Seeing a potential for abuse, the Android OS-maker has put in place a safety valve years ago: only apps downloaded from Google Play store can use SYSTEM_ALERT_WINDOW. Google simply polices apps shown in the Play store and blocks any app misusing the command.
Flaw in the Plan
Google vetting apps in the Play store allows the company to block any apps abusing the command line. That’s why the Mountain View giant confidently claims that it can keep most Android devices malware-free by means of its unique security measure.
Reports reveal, however, that Google Play isn’t the only place people download apps for their Android smartphones and tablets. The Play store may be where most US and European users download their apps, but there are parts of the world where the Android store is either blocked due to local restrictions or simply unavailable. In some cases, people just prefer downloading mobile programs from unofficial, mostly unknown sources.
Android System May Be Vulnerable
Despite Google’s claims of Android security, we’ve seen a fair share of malware consistently slipping through the radar. Gooligan, WannaCry, and other less known threats are clear evidence of this fact.
With all these things considered, it may be safe to say that all current Android versions may be open to cyber attacks. Most malware creators targeting Android have widely exploited the system’s permission vulnerability and it may only be a matter of time when the next, big Android malware hits.
Long-Running Android Security Flaw
This permission vulnerability began way back when Android Marshmallow was introduced in 2015.
After Check Point uncovered the Android security flaw, it immediately reported the vulnerability to Google. The tech giant responded, saying that the issue is already being dealt with. The company adds that it would only be patched in the next Android version release (‘Android O’), which is coming in a few months.

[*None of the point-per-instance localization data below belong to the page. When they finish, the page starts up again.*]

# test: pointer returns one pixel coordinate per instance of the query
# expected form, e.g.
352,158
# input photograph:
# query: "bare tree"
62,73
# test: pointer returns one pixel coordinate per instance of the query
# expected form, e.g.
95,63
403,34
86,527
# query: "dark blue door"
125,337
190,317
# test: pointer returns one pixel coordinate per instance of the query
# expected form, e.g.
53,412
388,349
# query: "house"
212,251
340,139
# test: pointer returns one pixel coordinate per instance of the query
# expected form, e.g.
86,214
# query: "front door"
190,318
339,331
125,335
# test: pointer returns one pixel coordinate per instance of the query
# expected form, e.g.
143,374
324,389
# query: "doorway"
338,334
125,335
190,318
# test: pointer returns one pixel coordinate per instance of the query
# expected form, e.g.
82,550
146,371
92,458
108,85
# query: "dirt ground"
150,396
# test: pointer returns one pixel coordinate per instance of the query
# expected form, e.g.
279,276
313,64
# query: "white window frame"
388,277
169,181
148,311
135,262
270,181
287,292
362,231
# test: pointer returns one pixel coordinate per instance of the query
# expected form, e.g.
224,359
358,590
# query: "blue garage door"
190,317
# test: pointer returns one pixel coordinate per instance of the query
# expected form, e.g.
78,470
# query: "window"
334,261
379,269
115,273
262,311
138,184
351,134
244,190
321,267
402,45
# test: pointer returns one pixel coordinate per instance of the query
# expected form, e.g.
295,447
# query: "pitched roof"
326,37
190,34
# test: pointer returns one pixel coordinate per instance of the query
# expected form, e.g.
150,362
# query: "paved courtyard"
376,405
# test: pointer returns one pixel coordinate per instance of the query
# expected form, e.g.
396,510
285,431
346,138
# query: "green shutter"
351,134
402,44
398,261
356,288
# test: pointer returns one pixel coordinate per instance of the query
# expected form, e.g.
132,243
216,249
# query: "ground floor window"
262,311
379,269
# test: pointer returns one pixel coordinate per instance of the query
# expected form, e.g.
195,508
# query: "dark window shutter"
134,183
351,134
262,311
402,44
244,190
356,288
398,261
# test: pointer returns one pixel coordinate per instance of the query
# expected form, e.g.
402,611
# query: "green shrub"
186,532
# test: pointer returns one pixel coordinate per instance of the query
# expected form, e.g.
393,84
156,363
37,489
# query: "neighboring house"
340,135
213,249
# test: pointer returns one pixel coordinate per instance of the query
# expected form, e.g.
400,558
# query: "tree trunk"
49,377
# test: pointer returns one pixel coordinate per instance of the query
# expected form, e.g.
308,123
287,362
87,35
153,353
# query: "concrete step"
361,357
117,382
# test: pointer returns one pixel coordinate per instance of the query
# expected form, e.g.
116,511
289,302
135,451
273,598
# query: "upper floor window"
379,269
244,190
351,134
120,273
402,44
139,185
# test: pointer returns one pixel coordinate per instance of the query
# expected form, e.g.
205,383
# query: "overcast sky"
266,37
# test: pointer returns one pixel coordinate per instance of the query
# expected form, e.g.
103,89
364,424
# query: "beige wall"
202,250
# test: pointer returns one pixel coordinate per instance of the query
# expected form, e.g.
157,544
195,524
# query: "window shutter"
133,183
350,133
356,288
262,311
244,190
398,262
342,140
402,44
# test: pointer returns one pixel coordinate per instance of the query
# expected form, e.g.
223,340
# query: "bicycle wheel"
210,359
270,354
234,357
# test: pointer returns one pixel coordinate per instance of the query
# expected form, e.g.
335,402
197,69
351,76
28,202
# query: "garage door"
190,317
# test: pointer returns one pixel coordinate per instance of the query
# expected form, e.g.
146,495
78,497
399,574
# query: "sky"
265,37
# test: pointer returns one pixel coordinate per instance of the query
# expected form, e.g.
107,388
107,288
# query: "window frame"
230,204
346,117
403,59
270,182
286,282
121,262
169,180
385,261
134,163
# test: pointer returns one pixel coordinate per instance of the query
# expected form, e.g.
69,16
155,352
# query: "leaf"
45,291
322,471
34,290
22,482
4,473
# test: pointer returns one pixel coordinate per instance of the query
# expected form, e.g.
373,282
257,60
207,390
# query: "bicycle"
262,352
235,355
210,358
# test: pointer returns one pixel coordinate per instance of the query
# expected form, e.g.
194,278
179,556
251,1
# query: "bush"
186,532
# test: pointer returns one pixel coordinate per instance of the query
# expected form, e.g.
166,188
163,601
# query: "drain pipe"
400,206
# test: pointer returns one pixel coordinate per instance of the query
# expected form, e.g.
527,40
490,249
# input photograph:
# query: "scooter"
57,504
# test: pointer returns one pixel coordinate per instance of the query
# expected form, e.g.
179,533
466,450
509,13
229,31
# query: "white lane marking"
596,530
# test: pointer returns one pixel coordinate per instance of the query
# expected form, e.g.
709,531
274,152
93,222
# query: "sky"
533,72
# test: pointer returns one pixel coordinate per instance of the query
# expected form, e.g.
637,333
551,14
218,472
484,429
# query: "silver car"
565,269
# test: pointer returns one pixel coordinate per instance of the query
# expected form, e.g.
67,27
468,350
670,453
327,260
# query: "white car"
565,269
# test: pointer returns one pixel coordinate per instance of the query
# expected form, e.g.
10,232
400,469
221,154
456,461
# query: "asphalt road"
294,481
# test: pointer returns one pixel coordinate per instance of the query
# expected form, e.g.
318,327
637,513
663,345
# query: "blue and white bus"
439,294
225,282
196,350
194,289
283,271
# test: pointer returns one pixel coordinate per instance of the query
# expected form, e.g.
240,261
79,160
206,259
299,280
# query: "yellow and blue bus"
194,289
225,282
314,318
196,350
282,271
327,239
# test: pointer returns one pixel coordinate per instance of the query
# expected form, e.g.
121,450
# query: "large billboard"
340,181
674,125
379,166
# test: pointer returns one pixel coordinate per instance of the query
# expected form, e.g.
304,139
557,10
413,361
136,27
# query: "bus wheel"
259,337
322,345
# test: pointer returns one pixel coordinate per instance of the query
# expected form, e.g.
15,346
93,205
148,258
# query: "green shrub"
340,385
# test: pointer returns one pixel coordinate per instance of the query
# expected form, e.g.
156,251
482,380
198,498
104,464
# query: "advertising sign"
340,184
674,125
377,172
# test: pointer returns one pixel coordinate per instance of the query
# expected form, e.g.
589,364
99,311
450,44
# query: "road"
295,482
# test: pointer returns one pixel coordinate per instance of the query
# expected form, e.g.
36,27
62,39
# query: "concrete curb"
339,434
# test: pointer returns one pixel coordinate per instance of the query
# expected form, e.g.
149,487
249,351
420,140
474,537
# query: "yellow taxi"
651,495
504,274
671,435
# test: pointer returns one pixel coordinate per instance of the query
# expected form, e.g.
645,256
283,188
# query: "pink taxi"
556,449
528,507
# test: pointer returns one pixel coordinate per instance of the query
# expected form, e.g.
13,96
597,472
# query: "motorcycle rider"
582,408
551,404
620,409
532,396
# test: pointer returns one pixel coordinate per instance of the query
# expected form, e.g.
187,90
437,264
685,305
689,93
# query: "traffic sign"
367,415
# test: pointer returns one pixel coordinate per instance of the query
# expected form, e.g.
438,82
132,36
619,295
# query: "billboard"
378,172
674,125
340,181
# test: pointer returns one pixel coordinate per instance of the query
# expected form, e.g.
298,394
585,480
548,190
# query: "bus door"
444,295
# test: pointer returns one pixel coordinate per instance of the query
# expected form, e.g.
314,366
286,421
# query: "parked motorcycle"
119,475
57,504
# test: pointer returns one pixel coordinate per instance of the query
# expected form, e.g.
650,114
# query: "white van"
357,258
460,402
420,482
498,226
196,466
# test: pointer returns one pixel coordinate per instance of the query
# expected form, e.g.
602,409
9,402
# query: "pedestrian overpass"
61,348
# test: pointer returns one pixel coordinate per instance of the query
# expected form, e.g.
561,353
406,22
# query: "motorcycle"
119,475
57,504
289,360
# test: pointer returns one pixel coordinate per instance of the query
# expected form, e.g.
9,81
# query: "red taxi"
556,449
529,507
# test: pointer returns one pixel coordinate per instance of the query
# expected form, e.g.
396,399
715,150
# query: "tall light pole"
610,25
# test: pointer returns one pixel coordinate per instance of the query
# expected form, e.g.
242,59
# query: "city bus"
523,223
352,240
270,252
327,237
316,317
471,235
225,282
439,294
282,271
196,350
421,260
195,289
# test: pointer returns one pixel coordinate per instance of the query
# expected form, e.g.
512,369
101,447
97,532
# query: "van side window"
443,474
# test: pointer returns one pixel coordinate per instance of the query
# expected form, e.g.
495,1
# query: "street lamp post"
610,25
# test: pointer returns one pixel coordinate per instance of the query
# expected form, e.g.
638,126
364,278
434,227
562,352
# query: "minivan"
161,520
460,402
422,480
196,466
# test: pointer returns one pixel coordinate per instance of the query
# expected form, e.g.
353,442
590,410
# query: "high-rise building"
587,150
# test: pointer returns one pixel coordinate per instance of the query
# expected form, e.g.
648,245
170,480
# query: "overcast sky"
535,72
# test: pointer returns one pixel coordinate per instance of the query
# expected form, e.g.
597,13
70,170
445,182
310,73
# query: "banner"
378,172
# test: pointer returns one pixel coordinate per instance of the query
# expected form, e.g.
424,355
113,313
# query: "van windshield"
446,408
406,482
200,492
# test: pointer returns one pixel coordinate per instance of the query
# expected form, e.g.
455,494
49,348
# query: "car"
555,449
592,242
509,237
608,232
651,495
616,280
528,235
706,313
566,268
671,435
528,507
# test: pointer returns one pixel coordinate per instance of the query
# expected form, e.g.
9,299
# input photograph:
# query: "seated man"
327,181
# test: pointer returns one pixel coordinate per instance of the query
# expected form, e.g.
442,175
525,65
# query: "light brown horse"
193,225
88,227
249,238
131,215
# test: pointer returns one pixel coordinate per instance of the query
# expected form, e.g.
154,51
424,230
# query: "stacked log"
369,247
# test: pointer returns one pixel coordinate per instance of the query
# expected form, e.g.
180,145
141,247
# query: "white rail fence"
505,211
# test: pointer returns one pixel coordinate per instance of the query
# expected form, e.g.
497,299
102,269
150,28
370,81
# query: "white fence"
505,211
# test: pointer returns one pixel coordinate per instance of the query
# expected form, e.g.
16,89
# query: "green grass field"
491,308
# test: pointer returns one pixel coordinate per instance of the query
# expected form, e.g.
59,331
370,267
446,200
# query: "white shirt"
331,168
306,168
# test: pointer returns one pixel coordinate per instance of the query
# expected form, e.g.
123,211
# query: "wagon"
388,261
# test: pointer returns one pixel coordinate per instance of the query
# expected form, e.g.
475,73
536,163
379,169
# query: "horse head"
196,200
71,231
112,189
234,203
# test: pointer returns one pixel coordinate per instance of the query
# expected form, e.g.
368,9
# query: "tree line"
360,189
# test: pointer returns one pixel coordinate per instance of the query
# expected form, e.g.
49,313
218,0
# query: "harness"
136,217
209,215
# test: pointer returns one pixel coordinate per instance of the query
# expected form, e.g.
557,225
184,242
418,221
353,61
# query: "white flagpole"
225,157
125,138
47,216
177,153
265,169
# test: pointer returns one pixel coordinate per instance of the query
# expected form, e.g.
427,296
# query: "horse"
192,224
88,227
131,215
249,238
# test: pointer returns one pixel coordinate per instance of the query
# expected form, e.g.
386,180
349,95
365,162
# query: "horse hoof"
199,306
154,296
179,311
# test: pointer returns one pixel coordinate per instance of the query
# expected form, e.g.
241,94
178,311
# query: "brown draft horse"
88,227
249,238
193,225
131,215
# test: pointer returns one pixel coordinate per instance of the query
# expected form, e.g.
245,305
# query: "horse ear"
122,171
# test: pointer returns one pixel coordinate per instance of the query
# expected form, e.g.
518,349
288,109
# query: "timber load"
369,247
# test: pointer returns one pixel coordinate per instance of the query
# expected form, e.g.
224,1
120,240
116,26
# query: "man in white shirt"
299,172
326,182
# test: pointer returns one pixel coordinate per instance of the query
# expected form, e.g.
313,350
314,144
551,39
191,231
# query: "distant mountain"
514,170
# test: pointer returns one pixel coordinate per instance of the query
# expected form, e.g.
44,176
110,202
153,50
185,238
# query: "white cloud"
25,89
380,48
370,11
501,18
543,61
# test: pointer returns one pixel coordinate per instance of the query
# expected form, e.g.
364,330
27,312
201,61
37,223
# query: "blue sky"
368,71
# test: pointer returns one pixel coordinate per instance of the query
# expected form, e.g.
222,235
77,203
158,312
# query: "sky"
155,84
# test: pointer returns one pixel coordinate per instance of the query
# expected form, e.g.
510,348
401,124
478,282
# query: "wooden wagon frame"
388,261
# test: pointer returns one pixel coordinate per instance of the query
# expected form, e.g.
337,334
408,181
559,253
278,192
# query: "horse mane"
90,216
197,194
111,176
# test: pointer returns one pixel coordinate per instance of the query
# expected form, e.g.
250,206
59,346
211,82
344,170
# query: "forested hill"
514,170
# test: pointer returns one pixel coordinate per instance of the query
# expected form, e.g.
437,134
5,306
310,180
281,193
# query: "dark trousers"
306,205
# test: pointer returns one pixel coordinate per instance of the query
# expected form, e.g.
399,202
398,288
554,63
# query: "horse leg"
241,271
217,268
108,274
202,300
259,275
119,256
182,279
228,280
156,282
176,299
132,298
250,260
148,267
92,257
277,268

Protecting Your Android Device
The good news is that keeping Android malware at bay is a matter of common sense. Staying within Google’s folds could pretty much keep you safe from almost all cyber threats out there. Venture into unknown territory and you could be in danger in no time.
So, how do you keep your Android gadgets malware-free? Here are the basics:
- Be vigilant with app permissions. While Play store makes information on app permissions publicly accessible before you can download any app, most of us probably don’t read them. We all should. Although Android apps aren’t exactly malware, some might be snooping on your data. If a weather app is asking you access to your contacts list, be a little skeptical about downloading it.
- Disallow installation from unknown sources. In theory, your Android device’s first line of defense is simply you not messing around with its default security settings. To check if this setting is in place, navigate to Settings > Security > Unknown Sources. The checkbox to the right of this option has to be kept unticked.
- Don’t root your Android device. Rooting your Android tablet or phone is basically running the device in administrator mode. Sure, it opens your device to a world of features and possibilities, but it’s a security risk than anything else. A lot of malware need root access to function and a rooted device makes you extra vulnerable to cyber attacks.
With Android security patches still on their way, hopefully no other major malware strikes our Android devices by then.